How It All Goes Down
A timid girl named Fanny Price comes to live with her wealthy relatives, the Bertrams, at Mansfield Park when she's just ten years old. Her own family is too big and too poor to raise her well, so her mother decides to send Fanny to live with her wealthy relatives instead. Fanny grows up very shy and is often ignored and treated unkindly by her cousins, her two aunts, and her uncle (who especially scares her).
Jumping forward many years, Fanny and her cousins are now young adults and are out on the marriage market. Financial problems force Fanny's controlling uncle, Sir Thomas Bertram, to go check on his plantation in the Caribbean. Meanwhile, a wealthy brother and sister, Henry and Mary Crawford, move to a nearby house and shake things up at Mansfield Park. Love triangles and quadrangles start springing up like crazy. Two of Fanny's cousins, Maria and Julia Bertram, are both in love with Henry; Mary Crawford tries to fall for Tom Bertram but ends up interested in his younger brother Edmund instead; and Fanny herself is in love with her cousin Edmund. A Mr. Rushworth is also on the scene as Maria Bertram's fiancé.

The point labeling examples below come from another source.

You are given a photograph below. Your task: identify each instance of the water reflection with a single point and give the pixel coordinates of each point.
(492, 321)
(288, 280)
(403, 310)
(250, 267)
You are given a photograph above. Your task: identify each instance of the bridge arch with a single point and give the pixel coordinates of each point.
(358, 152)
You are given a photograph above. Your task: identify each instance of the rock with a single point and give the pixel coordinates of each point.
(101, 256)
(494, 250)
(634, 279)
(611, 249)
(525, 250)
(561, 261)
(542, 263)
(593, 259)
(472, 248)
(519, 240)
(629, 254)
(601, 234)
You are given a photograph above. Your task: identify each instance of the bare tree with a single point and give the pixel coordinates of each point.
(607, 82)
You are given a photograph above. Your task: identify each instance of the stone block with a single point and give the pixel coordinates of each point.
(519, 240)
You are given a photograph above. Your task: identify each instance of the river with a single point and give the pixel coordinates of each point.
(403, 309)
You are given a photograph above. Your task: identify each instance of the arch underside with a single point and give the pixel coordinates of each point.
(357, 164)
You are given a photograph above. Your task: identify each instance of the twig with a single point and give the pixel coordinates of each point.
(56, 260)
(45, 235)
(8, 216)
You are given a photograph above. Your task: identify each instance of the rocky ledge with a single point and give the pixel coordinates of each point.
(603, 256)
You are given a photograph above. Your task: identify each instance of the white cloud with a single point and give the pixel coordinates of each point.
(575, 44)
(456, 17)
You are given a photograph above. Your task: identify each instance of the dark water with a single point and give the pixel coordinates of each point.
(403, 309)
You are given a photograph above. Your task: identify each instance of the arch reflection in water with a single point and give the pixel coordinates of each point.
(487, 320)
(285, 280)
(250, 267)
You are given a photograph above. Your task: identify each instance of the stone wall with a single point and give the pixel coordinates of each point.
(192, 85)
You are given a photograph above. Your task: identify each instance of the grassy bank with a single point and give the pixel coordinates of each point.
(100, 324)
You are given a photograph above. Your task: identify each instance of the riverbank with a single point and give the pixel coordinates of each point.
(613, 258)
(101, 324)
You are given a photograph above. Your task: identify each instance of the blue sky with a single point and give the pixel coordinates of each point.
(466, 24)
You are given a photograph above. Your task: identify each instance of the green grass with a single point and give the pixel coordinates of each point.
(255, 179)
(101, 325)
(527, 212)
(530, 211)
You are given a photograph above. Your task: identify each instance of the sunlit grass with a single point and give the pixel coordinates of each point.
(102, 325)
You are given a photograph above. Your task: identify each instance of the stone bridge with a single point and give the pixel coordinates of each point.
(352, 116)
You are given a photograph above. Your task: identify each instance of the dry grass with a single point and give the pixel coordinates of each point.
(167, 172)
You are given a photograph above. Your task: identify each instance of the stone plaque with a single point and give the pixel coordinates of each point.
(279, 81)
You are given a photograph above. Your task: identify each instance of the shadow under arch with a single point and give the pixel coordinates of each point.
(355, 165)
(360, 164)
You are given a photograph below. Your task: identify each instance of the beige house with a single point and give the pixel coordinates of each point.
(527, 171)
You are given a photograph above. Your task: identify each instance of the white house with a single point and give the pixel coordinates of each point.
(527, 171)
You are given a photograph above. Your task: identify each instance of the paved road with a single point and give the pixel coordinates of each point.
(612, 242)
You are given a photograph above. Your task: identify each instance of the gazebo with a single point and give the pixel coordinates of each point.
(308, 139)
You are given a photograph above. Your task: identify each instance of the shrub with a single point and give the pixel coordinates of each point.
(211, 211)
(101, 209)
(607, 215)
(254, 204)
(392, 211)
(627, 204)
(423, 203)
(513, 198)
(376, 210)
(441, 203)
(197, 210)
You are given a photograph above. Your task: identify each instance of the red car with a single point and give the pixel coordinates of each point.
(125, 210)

The young people all get into lots of trouble while Sir Thomas is out of town. After a trip to Mr. Rushworth's house, where Maria gets a little too cozy with Henry, the group starts looking for fun things to do at Mansfield Park instead. They all decide to put on Elizabeth Inchbald's play Lovers' Vows (which contains some controversial subject matter), despite the objections of Edmund and Fanny.
Sir Thomas returns home unexpectedly and makes them stop working on the play. Henry quickly departs, which breaks the hearts of Maria and Julia. Maria decides to marry Mr. Rushworth after all and leaves for her honeymoon with Julia in tow. Meanwhile, Mary Crawford starts up a friendship with Fanny, but Fanny is mainly thrilled when her brother William Price pays a visit.
Mary and Edmund fall further in love, though as a second son who will not inherit his father's estate, Edmund isn't entirely appealing to Mary. Henry decides to make Fanny his next conquest, but ends up genuinely falling for her. But when Henry proposes, Fanny refuses him, shocking all of her friends and neighbors. Fanny won't tell anyone the real reason for her refusal (she loves Edmund and thinks Henry isn't morally upright) and Sir Thomas decides to send Fanny to visit her family in Portsmouth. While there, Fanny discovers that Mansfield Park has become her real home.
Shortly after, a number of tragedies and scandals strike the family: Tom Bertram falls ill, Julia elopes, Maria has a disastrous affair with Henry and leaves her husband, and Edmund and Mary end their relationship. Eventually, Edmund falls in love with Fanny and the two marry.